Lymphedema (LE) is a potentially serious complication of breast cancer treatments. Monitoring progression towards LE with bioimpedance spectroscopy (BIS) may allow earlier detection. The purpose of this study is to evaluate chronic breast cancer-related lymphedema (BCRL) incidence rates among patients monitored by BIS compared to circumference monitoring and control rates. We conducted a meta-analysis of BCRL incidence rates. Eligible peer-reviewed studies were published in English from 2013 onward and conducted in North America, Europe, or Oceania. Incidence rates were abstracted from studies using circumference monitoring, BIS monitoring, or background rates (no monitoring with circumference or BIS). A random effects model was used to calculate a pooled annualized estimate of BCRL incidence while accounting for clinical and methodological heterogeneity. Subgroup analyses assessed effects of difierences in study design, including duration of follow-up, and different treatment modalities. 50 studies met inclusion criteria representing over 67,000 women. Annualized incidence of LE was 4.9% (95% CI: 4.3-5.5) for background studies, 1.5% (95% CI: 0.6-2.4) for BIS-monitored studies, and 7.7% (95% CI: 5.6-9.8) for circumference-monitored studies. Differences between studies did not result in significant heterogeneity in most cases. Progression rates in BIS-monitored patients were reduced by 69% compared to control rates and 81% compared to circumference-monitored patients.
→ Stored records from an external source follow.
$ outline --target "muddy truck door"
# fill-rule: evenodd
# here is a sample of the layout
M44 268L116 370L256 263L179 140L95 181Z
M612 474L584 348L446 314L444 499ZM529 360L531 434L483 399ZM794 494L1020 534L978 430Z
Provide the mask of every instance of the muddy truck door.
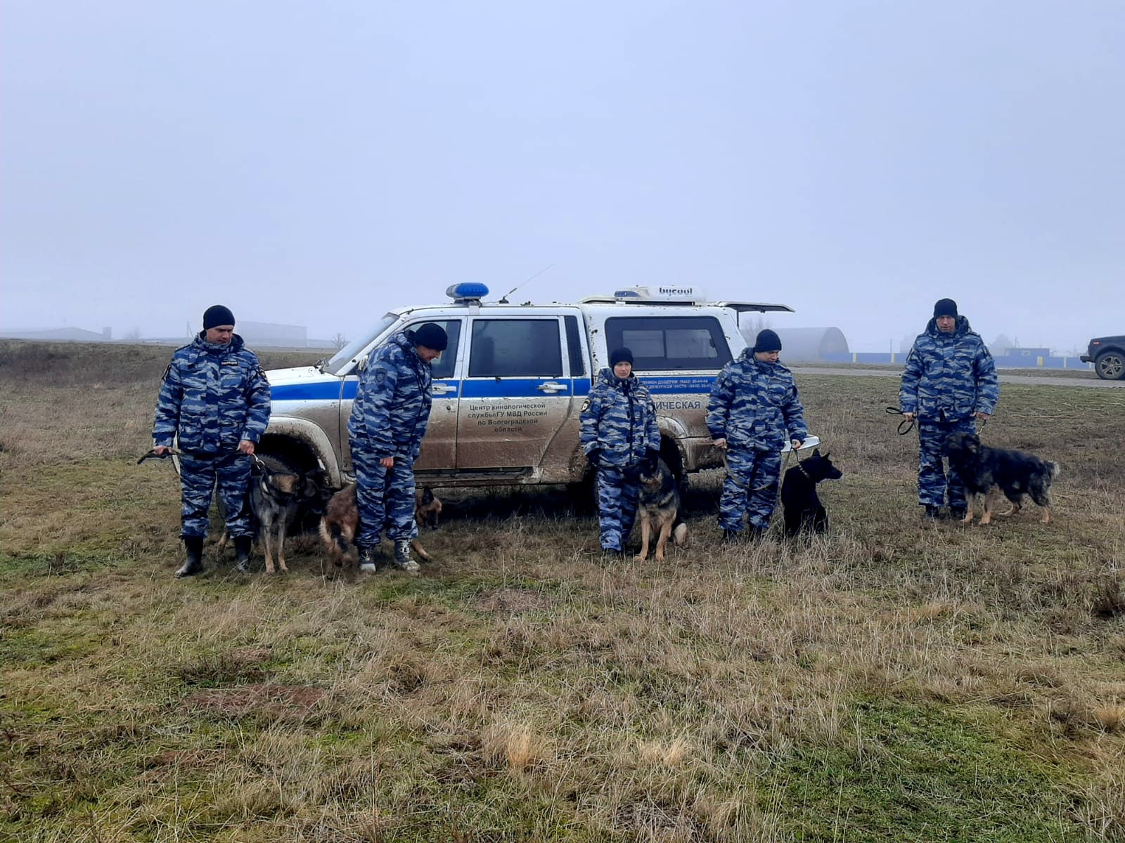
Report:
M564 316L573 309L469 319L457 422L458 470L536 470L570 410Z

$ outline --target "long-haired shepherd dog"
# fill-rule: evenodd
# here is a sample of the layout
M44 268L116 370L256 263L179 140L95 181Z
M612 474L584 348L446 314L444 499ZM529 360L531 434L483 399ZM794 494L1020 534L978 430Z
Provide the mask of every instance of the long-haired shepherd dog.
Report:
M680 487L676 477L664 460L649 462L637 474L640 491L637 495L637 518L640 520L640 553L642 562L648 556L648 545L656 534L656 561L664 561L664 546L672 536L677 547L687 543L687 525L680 519Z
M828 452L820 448L812 452L785 472L781 487L781 506L785 515L785 535L793 537L801 533L824 533L828 529L828 513L817 495L817 483L822 480L839 480L844 472L832 465Z
M441 500L433 493L433 489L429 486L418 489L414 500L414 520L420 527L429 526L430 529L438 529L440 516Z
M951 433L945 437L944 450L950 457L950 468L965 487L968 508L963 523L972 522L973 502L978 495L984 496L981 524L992 520L992 496L989 492L997 488L1011 502L1007 513L998 513L1000 517L1018 513L1024 497L1028 496L1043 507L1042 522L1051 523L1051 484L1059 477L1055 463L1023 451L982 445L973 433Z
M440 505L439 501L439 511ZM416 511L415 509L415 514ZM324 542L324 546L336 568L343 566L352 547L356 546L356 531L358 528L359 504L356 500L356 483L348 483L332 496L332 500L328 501L328 506L324 509L324 516L321 518L321 541ZM432 561L433 558L425 552L425 547L417 538L411 542L411 547L422 560Z

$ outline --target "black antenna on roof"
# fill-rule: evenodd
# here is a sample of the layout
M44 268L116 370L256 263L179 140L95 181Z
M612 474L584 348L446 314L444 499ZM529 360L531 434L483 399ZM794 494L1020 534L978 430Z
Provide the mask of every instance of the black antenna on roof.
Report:
M508 303L508 301L507 301L507 297L508 296L511 296L513 292L515 292L516 290L519 290L521 287L523 287L529 281L532 281L532 280L539 278L540 275L542 275L544 272L547 272L547 270L549 270L554 265L555 265L554 263L549 263L546 266L543 266L541 270L539 270L539 272L537 272L534 275L531 275L530 278L523 279L523 281L521 281L515 287L513 287L511 290L508 290L503 296L501 296L500 301L497 301L496 303L497 305L506 305L506 303Z

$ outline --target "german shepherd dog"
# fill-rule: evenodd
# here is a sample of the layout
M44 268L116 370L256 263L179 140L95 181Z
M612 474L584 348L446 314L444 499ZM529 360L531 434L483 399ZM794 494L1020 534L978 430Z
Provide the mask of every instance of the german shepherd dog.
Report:
M285 537L297 515L309 506L316 506L321 498L321 487L314 474L298 474L292 471L274 470L266 463L256 468L250 475L250 488L246 499L250 511L256 524L259 540L266 555L266 572L274 573L273 551L277 550L278 568L284 573L289 572L285 563ZM219 553L226 547L230 538L226 529L218 541Z
M672 536L677 547L687 543L687 525L680 519L680 487L676 477L664 460L644 463L637 480L637 518L640 520L640 553L633 560L644 562L652 534L656 540L656 561L664 561L664 545Z
M968 508L962 523L973 520L973 504L978 495L984 496L984 515L981 524L992 520L989 492L999 488L1011 504L1001 518L1015 515L1023 507L1024 496L1043 507L1043 524L1051 523L1051 484L1059 477L1059 466L1041 460L1035 454L982 445L973 433L951 433L945 437L945 455L950 468L965 487Z
M781 487L781 506L785 515L785 535L790 538L801 533L824 533L828 529L828 511L817 495L817 483L839 480L844 472L832 465L826 451L820 448L812 456L801 460L785 472Z
M414 500L414 520L420 527L428 526L438 529L438 518L441 516L441 501L434 496L433 489L424 486L416 492Z
M425 493L433 497L433 492L425 489ZM433 498L438 504L438 511L441 511L441 501ZM417 518L418 508L415 506L414 517ZM436 525L436 519L434 519ZM434 526L434 529L438 527ZM356 531L359 529L359 504L356 500L356 483L348 483L343 489L332 496L324 516L321 518L321 541L335 562L336 568L344 564L349 552L354 546ZM425 562L431 562L433 556L425 552L422 542L415 538L411 542L411 547L418 558Z

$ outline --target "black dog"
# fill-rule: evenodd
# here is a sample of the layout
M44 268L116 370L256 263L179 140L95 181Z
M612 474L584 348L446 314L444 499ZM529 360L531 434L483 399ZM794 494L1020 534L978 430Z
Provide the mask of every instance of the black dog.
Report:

BIS-monitoring was consistently associated with statistically significantly lower progression rates compared with circumference-monitoring in studies with high rates of patients at high risk for BCRL. A sensitivity analysis showed lower BCRL rates among BIS-monitored studies compared to background studies was consistent among studies both with and without active monitoring. There is ample evidence that active monitoring of LE significantly reduces risk of BCRL. BIS monitoring enables detection of subclinical LE and significantly reduces the rate of BCRL compared to circumference-monitoring, particularly in high-risk patients, by triggering earlier interventions to prevent BCRL.